Being on the carnivore diet can be isolating unless one is part of a community, even a virtual one. Anand Nagu, a 29-year-old fitness athlete, says trolling doesn’t affect him anymore. Being carnivore has helped him manage his bipolar disorder—something that going vegan for over three years didn’t. “At the age of 80, my Kashmiri Pandit grandmother turned vegan after being influenced by Sri Sri Ravi Shankar. I resisted at first, but when Virat Kohli, my idol athlete, went vegetarian and endorsed plant protein, I bought into the whole vegan idea. I dropped from 72 to 59kg and my bone density fell. Then I went back to my roots to the food I enjoyed the most as a child—which was red meat,” Nagu says.

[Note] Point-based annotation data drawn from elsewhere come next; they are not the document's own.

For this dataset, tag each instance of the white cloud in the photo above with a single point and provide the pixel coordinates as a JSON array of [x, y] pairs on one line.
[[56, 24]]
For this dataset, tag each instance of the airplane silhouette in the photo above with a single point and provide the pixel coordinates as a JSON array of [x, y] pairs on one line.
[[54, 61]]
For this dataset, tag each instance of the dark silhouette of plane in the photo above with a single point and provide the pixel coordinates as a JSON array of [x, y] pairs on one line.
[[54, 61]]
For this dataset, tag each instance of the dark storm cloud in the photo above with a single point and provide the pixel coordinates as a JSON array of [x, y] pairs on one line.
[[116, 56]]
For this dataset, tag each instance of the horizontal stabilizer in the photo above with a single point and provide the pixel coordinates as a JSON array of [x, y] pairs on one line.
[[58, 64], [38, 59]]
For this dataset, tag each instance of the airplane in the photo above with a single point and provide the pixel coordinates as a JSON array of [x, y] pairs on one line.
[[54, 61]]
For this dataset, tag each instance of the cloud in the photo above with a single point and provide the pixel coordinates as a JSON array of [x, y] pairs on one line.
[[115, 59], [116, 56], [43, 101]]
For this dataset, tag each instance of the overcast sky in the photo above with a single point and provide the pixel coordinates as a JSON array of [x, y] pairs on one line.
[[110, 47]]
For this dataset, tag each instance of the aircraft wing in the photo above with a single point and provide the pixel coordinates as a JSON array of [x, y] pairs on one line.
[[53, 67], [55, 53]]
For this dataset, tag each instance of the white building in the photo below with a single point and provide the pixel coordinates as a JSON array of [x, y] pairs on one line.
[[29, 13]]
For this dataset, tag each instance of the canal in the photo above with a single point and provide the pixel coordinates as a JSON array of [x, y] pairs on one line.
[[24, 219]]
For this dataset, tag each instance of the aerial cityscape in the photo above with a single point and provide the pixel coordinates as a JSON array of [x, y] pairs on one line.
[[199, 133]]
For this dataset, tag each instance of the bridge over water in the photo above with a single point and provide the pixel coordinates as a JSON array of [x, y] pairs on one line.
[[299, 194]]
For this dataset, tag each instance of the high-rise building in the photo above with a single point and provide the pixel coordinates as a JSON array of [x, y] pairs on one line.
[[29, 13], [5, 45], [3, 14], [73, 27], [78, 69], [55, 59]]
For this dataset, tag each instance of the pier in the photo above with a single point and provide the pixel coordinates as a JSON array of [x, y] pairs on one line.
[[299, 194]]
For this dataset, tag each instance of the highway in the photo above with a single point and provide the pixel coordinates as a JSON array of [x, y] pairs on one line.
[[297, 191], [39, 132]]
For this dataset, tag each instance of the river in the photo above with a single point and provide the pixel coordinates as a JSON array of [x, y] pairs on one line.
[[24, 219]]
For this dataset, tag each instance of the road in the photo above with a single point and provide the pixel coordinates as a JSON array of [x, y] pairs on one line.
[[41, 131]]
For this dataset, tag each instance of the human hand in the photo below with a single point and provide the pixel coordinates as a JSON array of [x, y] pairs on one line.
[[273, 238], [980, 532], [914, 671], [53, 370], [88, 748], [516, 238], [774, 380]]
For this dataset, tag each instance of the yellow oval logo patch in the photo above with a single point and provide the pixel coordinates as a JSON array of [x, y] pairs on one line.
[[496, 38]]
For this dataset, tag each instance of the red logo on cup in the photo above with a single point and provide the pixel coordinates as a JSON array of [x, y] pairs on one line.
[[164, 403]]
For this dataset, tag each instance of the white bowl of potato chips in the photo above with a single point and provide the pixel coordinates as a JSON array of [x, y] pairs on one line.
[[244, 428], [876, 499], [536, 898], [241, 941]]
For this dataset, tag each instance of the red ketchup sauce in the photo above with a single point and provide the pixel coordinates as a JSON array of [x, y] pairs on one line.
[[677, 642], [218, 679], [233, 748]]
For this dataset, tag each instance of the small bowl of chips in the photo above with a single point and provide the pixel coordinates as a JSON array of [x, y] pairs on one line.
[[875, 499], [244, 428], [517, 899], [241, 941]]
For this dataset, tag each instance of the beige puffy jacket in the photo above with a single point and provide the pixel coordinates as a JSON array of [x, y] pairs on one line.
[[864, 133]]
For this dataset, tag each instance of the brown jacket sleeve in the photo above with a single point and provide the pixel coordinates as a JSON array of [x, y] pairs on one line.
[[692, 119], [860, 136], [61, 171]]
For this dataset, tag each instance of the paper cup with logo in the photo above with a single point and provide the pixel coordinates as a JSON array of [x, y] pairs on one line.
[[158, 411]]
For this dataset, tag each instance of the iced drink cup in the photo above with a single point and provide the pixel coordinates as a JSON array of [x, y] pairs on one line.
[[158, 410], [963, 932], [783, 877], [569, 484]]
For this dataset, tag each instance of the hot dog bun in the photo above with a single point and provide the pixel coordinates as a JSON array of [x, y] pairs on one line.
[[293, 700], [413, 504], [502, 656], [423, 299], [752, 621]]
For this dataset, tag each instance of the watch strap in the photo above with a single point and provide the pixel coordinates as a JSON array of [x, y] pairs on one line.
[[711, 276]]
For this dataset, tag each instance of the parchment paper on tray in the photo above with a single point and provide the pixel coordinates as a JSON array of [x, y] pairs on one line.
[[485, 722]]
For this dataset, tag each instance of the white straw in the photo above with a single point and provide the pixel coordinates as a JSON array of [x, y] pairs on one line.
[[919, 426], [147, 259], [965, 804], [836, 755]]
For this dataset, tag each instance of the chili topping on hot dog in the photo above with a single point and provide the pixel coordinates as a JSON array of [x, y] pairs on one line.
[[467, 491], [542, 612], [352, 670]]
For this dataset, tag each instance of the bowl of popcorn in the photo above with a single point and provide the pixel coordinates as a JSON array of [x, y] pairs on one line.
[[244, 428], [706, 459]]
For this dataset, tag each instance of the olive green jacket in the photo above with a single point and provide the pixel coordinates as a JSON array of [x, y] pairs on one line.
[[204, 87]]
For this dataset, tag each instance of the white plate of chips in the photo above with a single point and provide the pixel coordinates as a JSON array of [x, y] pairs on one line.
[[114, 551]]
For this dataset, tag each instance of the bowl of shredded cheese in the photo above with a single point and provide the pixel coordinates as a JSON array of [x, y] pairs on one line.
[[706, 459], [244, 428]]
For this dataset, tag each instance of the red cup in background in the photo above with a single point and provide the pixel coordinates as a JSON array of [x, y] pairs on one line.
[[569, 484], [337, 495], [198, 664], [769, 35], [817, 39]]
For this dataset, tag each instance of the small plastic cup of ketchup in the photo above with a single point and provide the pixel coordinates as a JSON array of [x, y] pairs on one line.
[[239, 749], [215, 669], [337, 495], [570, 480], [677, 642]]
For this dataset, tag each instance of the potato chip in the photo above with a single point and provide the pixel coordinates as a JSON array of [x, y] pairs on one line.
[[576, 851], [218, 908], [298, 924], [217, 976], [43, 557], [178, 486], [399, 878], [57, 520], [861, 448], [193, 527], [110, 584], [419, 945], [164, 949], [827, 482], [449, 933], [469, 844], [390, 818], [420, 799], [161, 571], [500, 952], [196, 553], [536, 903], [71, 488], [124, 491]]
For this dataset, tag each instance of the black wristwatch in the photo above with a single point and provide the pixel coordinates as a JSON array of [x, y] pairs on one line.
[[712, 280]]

No matter the initial benefits from cutting out oxalates and carbs from the system, any highly exclusionary diet is not going to be sustainable in the long term, says Dr Jacqueline Michael, a Sydney-based lifestyle medicine expert and founding member of the Indian Society of Lifestyle Medicine. “While I sympathise with people who are driven to extremes because of severe autoimmune conditions, they are only addressing one part of the problem. Recently, we have come to understand that an optimally functioning microbiome, along with vitamin D and good sleep, are key to good health. To grow the right kind of microbes in your gut, you need plant fibre. People who go on a meat-only diet sans fibre risk damaging their biomes.”
They risk a lot more. The wrath of society for one.